Cradle to Cradle Certification Included in Newest Version of LEED

Click here to view the article on SustainableBusiness.com

As pressure builds from special interests for the federal government to ditch its preference for LEED certification of buildings, the latest version of LEED has been approved, making it more powerful than ever.

Members of the US Green Building Council (USGBC) voted overwhelmingly (85%) to include Cradle to Cradle certification in the LEED V4, which will even more stringently enforce the environmental qualities of materials used in green buildings, the opposite of what industry interests want.

Developed by pre-eminent architect Bill McDonough and chemist Michael Braungart, Cradle to Cradle certification begins as part of LEED in November.

“We salute the USGBC’s courageous leadership in making material health a priority in the face ofimmense challenge from industry,” says McDonough. “The stand they have taken will help continue their meaningful input as an agent of market transformation.”

Those seeking LEED certification will get credits for Materials & Resources for disclosing and optimizing where building materials are sourced and purchased.

Cradle to Cradle final

Buildings that have at least 20 Cradle to Cradle Certified products can earn points, or a project must use “at least 25%, by cost, of the total value of permanently installed building products.”

For wood products, the credit requires products “certified by the Forest Stewardship Council(FSC) or USGBC-approved equivalent.” Reused or recycled materials are the other primary means for achievement of this credit. Products sourced within 100 miles are valued at 200% of their cost.

During the LEED v4 comment periods (six over three years)  there was intense debate about how high to set the bar for materials and resources. FSC argued for maintaining a high bar, using the credit to require key environmental protections and recognize the top performers in any given sector.

“With the debate over LEED v4 standards now settled, we expect companies in the FSC marketplace to benefit from a new level of certainty and demand in the green building sector,” says FSC. “We also know there are businesses, including forest landowners, mills and lumberyards, that have been waiting on the sidelines to see how the debate would resolve before committing to FSC certification.”
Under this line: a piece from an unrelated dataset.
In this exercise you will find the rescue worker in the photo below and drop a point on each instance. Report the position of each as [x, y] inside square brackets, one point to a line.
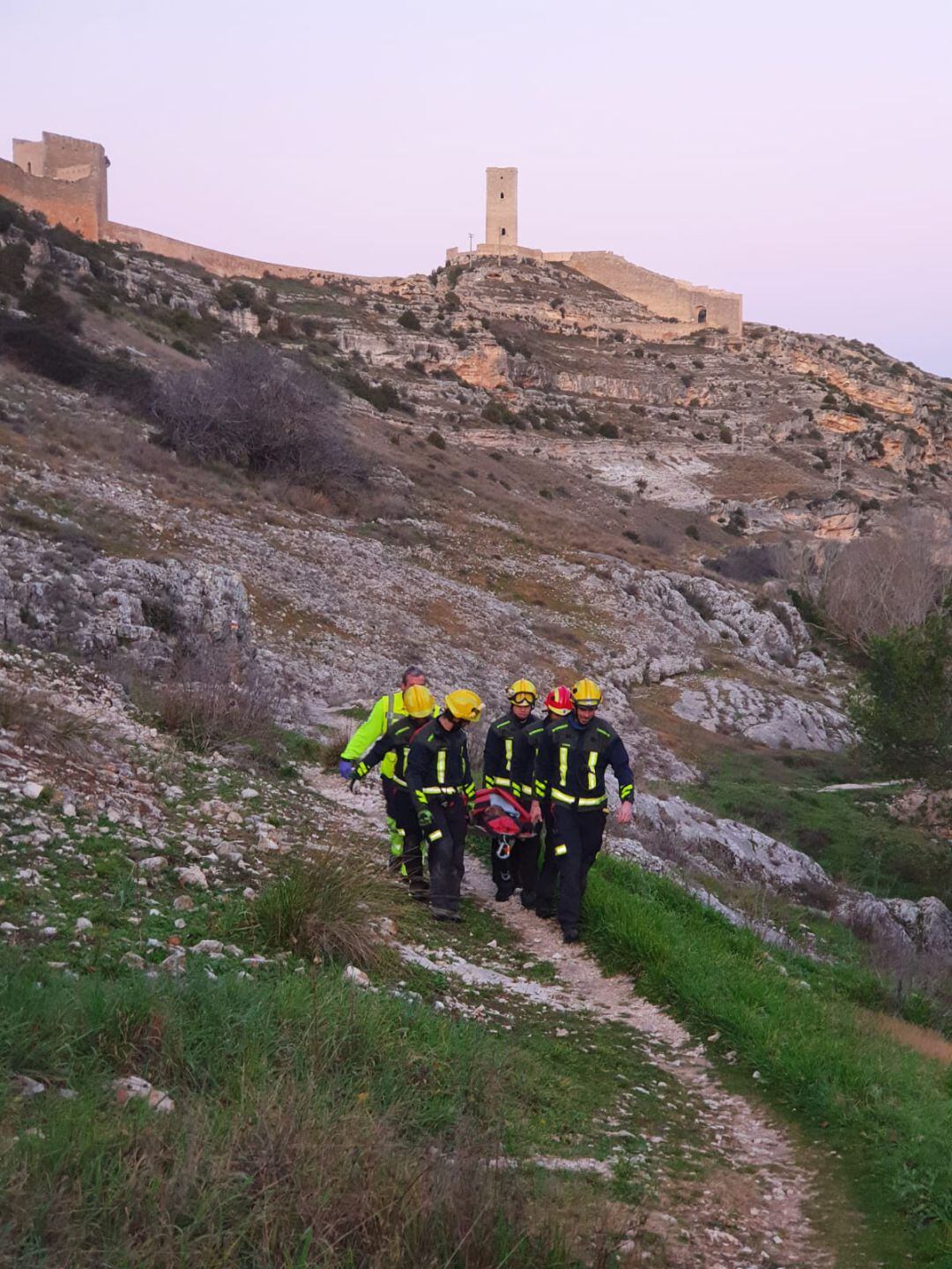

27 trade groups representing industries that supply the vast construction industry – including chemicals and plastics industries – have formed the American High-Performance Buildings Coalition, to push an industry-friendly certification, Green Globes.

Background on Cradle to Cradle

Braungart and McDonough began collaborating on Cradle to Cradle back in 1991 before the USGBC formed in 1993. McDonough used those “waste into food” concepts to design buildings before LEED came on the scene, such as Oberlin College’s Adam Joseph Lewis Center – a building that harvests more energy than it uses, cleanses its own water, and even produces food.

The essence of Cradle to Cradle is the importance of a closed loop – that only materials and processes that can be re-used  endlessly should be included in product design. And that if these guidelines are followed, humans can live in a world of abundance.

Cradle to Cradle certification launched in 2005 and rates products using five criteria:

1. Their use of environmentally safe and healthy materials
2. Materials are designed for recycling or composting at end of life
3. Manufacturing must make use of renewable energy and carbon management
4. Water stewardship
5. Social fairness

It began by certifying products and has since inspired a Cradle to Cradle community in the Netherlands, Park 20|20, and Make It Right, which has built homes using the concepts since Hurricane Katrina (the nonprofit was launched by McDonough and Brad Pitt).

Companies that have earned the certification range from leaders in the furniture industry – Herman Miller and Steelcase – to Shaw in carpeting, from Alcoa in aluminum manufacturing toPuma’s closed loop clothing line and Method’s laundry detergents and cleaning products.

Their groundbreaking book, Cradle to Cradle: Remaking the Way We Make Things, published in 2002, has been followed by a new book, The Upcycle: Beyond Sustainability – Designing forAbundance.       

Here’s an excerpt from their first book, Cradle to Cradle:

Consider the cherry tree: thousands of blossoms create fruit for birds, humans, and other animals, in order that one pit might eventually fall onto the ground, take root, and grow.

Who would look at the ground littered with cherry blossoms and complain, “How inefficient and wasteful!” The tree makes copious blossoms and fruit without depleting its environment. Once they fall on the ground, their materials decompose and break down into nutrients that nourish microorganisms, insects, plants, animals, and soil.

Although the tree actually makes more of its “product” than it needs for its own success in an ecosystem, this abundance has evolved (through millions of years of success and failure or, in business terms, R&D), to serve rich and varied purposes. In fact, the tree’s fecundity nourishes just about everything around it.

What might the human-built world look like if a cherry tree had produced it?